I feel the need to start this review by making a confession. Since its publication in 2016, Colson Whitehead’s latest novel, The Underground Railroad, has been crowned with some of the most prestigious literary awards: National Book Award for Fiction 2016, The Pulitzer Prize for Fiction 2017, even, oddly enough, the Arthur C. Clarke Award 2017 for Science Fiction, as well as reaching The Man Booker Prize 2017’s longlist, its most recent addition to its already exhaustive list of nominations. Amid this unbridled adulation, the confession goes, the book’s “skin” got lost on me, dressed in accolades and stamped medals, and its themes soaked in undeserved irrelevance. Almost a million copies have already been sold, an apparent surge of interest in America’s founding history.
Or was it because of the accolades?
The novel certainly frames a critical period when not only the darkest side of America becomes apparent, but of humanity as well. Cora is the focal character, a third-generation black slave girl whose tribulations on a plantation in Georgia are like her mother’s (Mabel) and her grandmother’s (Ajarry), and like pretty much any black slave’s in and around the early 1800s. Structurally, this Aristotelian beginning is also identical to most slave narratives. One is made to think that the African-American author tries to avoid any such potential criticism on his derivative beginning by explicitly acknowledging this fact.
“A plantation was a plantation; one might think one’s misfortunes distinct, but the true horror lay in their universality.”
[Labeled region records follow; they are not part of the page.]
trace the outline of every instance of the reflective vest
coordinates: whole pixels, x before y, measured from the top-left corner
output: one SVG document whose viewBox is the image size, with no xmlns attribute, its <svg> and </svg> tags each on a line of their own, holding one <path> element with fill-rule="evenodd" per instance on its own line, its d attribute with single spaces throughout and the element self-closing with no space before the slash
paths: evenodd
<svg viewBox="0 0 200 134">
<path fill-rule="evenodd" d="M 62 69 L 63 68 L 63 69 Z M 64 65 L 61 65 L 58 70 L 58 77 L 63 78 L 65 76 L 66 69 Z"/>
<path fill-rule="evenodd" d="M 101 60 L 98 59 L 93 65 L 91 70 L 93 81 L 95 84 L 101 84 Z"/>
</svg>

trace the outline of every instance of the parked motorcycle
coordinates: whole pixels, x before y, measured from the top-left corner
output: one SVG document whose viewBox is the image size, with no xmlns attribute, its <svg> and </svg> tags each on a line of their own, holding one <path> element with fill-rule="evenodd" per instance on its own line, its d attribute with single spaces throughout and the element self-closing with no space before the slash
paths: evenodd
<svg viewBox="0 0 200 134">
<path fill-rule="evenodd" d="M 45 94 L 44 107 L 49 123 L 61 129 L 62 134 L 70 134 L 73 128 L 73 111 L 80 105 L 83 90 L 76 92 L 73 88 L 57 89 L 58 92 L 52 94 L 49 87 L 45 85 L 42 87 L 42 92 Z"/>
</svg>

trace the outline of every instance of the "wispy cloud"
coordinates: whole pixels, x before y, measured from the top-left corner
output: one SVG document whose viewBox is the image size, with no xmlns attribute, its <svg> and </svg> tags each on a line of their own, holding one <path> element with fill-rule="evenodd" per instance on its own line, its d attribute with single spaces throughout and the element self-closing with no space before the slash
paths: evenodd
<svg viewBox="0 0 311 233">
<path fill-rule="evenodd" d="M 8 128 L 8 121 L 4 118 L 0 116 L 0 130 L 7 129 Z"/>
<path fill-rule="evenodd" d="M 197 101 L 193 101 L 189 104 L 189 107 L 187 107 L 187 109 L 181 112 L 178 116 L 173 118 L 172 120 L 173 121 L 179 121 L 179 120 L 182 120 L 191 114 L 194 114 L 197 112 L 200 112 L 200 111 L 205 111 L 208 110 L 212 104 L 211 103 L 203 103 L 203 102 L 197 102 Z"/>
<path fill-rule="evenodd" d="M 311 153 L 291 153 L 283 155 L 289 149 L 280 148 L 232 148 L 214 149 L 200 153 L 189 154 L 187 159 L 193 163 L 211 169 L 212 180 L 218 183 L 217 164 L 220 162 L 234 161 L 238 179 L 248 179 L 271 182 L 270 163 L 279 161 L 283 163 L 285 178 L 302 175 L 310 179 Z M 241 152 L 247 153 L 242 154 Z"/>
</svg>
When the heroine cedes to Caesar’s promptings to escape, using the existing underground railroad, and they start their journey northbound, the slave-catcher Arnold Ridgeway appears, and ceaselessly hunts them as they strive for their freedom, each adhering to their own ideologies. The antagonist says, “I’m a notion of order. The slave that disappears – it’s a notion. Too. Of hope.” The reader is finally awakened from a seventy-pages long slumber and takes up his due active role. What is the Underground Railroad, really?
“The Underground Railroad,” a contemporary Historical Marker in Ohio reads, “was neither underground nor a railroad, but a system of loosely connected safe havens where those escaping the brutal conditions of slavery were sheltered, fed, clothed, nursed, concealed, disguised, and instructed during their journey to freedom.” This is where Whitehead’s brilliance supposedly lies, turning the imaginary into the concrete. But in this case, isn’t the “real” metaphor stronger than Whitehead’s imagined reifying of it? Doesn’t the metaphor as we know it magnificently succeed in encapsulating the transcendental spirit of those struggling generations – the toil, the faith, the dreams? Isn’t it not so much about the physicality of it, but the meta- that precedes it? Why give the Underground Railroad such a mundane appearance? As Kathryn Schulz suggests: “The great virtue of a figurative railroad is that, when someone needs it – and someone always needs it – we don’t have to build it. We are it, if we choose.”
The many flashbacks and flashforwards into the memories and dreams of the multiple characters fragment the otherwise monotonous linear narrative, although the all-round third-person narrator is insistent on its measured tonal cadence, even in the most subliminal moments. As Jay Nordlinger writes regarding Whitehead’s “modus operandi”, “Momentous events happen too abruptly, even nonchalantly … It’s wham, bam, thank you, ma’am.”
My confession ends with an admission of my elevated expectations for the novel (was it the medals?), which, to my own disappointment, followed a plummeting course as the story quickly drew to an end.
Colson Whitehead is indeed a talented writer and The Underground Railroad is written in an impeccably bright and simple prose. The text reads easily, as if almost in deliberate contrast to what it stands for, to the pain and woe it stores within itself. Originality and artistic breath, though, is what it needs.